En devenant un nouveau lieu de souveraineté, l'entreprise concentre les défis et les espérances d'un monde nouveau à redessiner. Pour les dirigeants et les administrateurs, cette complexité signifie qu'aucune décision n'est bonne en soi, qu'il faut s'affranchir de l'idéal de vérité, que chaque décision est porteuse de contradictions, d'une forme d'erreur qui serait annulée par des bénéfices plus importants.
On attend d'eux la maîtrise des métiers ; ils doivent faire preuve d'une compréhension fine du monde, de ses tensions, des jeux des plaques tectoniques dont le plus déterminant est la possibilité de puissance et d'engagement de l'entreprise. Ces complexités exigent une vision, du courage. Dans une entreprise en mouvement permanent, épicentre de tous les enjeux contemporains, le dirigeant ne peut être conservateur.
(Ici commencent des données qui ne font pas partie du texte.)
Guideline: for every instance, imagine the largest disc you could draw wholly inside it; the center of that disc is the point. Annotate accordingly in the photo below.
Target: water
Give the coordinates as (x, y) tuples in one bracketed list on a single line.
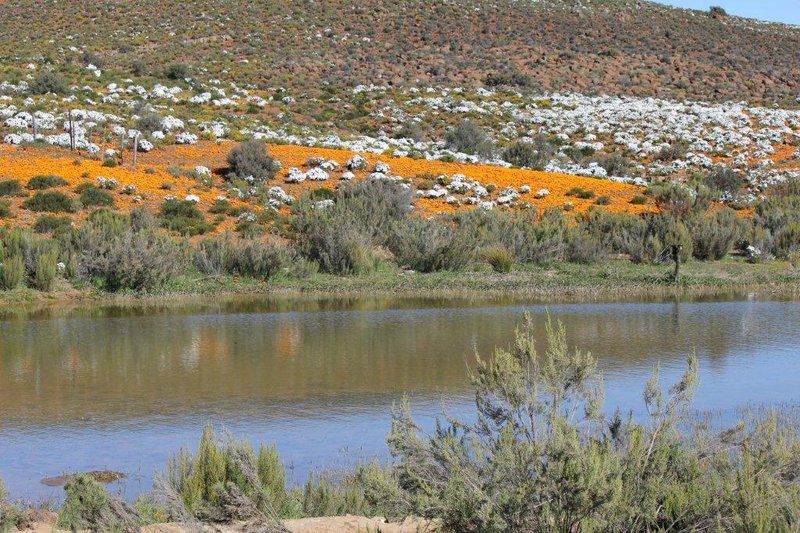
[(121, 388)]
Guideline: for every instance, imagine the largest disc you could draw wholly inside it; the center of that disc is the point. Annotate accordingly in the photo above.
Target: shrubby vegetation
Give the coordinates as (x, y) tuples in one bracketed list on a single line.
[(371, 225), (250, 160), (469, 138), (541, 454)]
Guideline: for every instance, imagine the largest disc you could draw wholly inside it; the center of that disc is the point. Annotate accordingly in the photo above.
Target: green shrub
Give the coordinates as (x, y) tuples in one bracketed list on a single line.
[(431, 245), (321, 193), (45, 182), (787, 240), (249, 258), (88, 506), (220, 474), (177, 71), (219, 207), (250, 159), (499, 257), (603, 200), (10, 188), (676, 150), (12, 272), (678, 199), (118, 257), (534, 155), (149, 121), (713, 236), (724, 181), (469, 138), (513, 78), (343, 238), (51, 224), (10, 516), (45, 272), (184, 217), (583, 247), (614, 164), (49, 201), (580, 192), (537, 241), (91, 196), (48, 82)]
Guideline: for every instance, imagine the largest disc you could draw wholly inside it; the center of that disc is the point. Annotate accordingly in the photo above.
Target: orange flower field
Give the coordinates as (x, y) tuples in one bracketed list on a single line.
[(153, 182)]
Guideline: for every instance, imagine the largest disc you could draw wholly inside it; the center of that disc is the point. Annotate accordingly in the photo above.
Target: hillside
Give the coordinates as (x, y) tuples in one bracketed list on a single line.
[(590, 46)]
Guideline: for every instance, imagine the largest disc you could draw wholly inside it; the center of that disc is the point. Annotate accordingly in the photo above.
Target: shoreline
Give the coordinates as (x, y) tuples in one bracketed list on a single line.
[(613, 281)]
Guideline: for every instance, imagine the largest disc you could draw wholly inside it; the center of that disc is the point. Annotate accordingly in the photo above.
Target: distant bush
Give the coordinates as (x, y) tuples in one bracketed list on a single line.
[(10, 188), (678, 199), (411, 130), (89, 507), (250, 159), (499, 257), (183, 217), (48, 82), (724, 180), (513, 78), (431, 245), (713, 237), (583, 247), (674, 151), (46, 269), (534, 155), (321, 193), (51, 224), (537, 241), (787, 240), (45, 182), (12, 272), (91, 196), (717, 12), (469, 138), (177, 71), (614, 164), (149, 121), (119, 258), (247, 258), (49, 201), (580, 192)]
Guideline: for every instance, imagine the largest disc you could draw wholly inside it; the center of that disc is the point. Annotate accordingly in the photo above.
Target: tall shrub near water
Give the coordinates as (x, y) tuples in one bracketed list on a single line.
[(46, 270), (12, 272)]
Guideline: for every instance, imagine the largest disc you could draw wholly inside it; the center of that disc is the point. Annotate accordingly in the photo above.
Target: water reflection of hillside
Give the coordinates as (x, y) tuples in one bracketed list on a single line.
[(118, 363)]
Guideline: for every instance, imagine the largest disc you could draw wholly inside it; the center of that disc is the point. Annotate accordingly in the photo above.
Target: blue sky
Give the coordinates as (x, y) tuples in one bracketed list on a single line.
[(776, 10)]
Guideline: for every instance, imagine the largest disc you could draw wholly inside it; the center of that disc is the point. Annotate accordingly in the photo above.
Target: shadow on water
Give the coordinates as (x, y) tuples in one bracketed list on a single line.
[(119, 387)]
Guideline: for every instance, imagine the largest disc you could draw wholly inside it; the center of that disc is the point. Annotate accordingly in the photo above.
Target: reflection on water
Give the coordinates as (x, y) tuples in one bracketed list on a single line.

L'activisme, qui irradie au-delà du cercle fermé des sociétés cotées, est un signe des temps. Il illustre la domination d'un principe de redevabilité investissant tous les espaces de pouvoir, tant au sein des entreprises que dans nos démocraties. Les activistes défient les dirigeants, les obligeant à justifier leur stratégie, la prise en compte des enjeux sociaux et environnementaux. Ils n'hésitent plus à demander leur démission, chez Danone il y a quelques mois, chez Toshiba il y a quelques jours.
Dans un monde complexe, fondé sur la redevabilité et la transparence, l'acceptabilité de la décision est tout aussi essentielle que sa pertinence, passage subreptice des décisions imposées aux décisions négociées. L'actionnaire, longtemps négligé tant que non agrégé, n'accepte plus un traitement purement capitalistique de son influence. Il réinvestit l'assemblée générale, lieu d'exercice de la souveraineté, lieu du débat et de la confrontation. L'assemblée générale assourdit les succès et fait résonner les échecs.
La seule suprématie capitalistique ne suffit plus à asseoir de façon incontestable le pouvoir. Passé brutalement de l'ombre à la pleine lumière, le conseil d'administration doit préempter de nombreux sujets, notamment le « say on climate », au risque de générer des dommages réputationnels.
Ce double défi invite les dirigeants à repenser leur modèle de leadership où la vision l'emporte sur le management, la faculté d'écouter, de convaincre et de fédérer sur celle d'imposer ; où le discernement permet de dépasser l'impossible pesée arithmétique des intérêts pour permettre l'émergence de ce qui s'impose.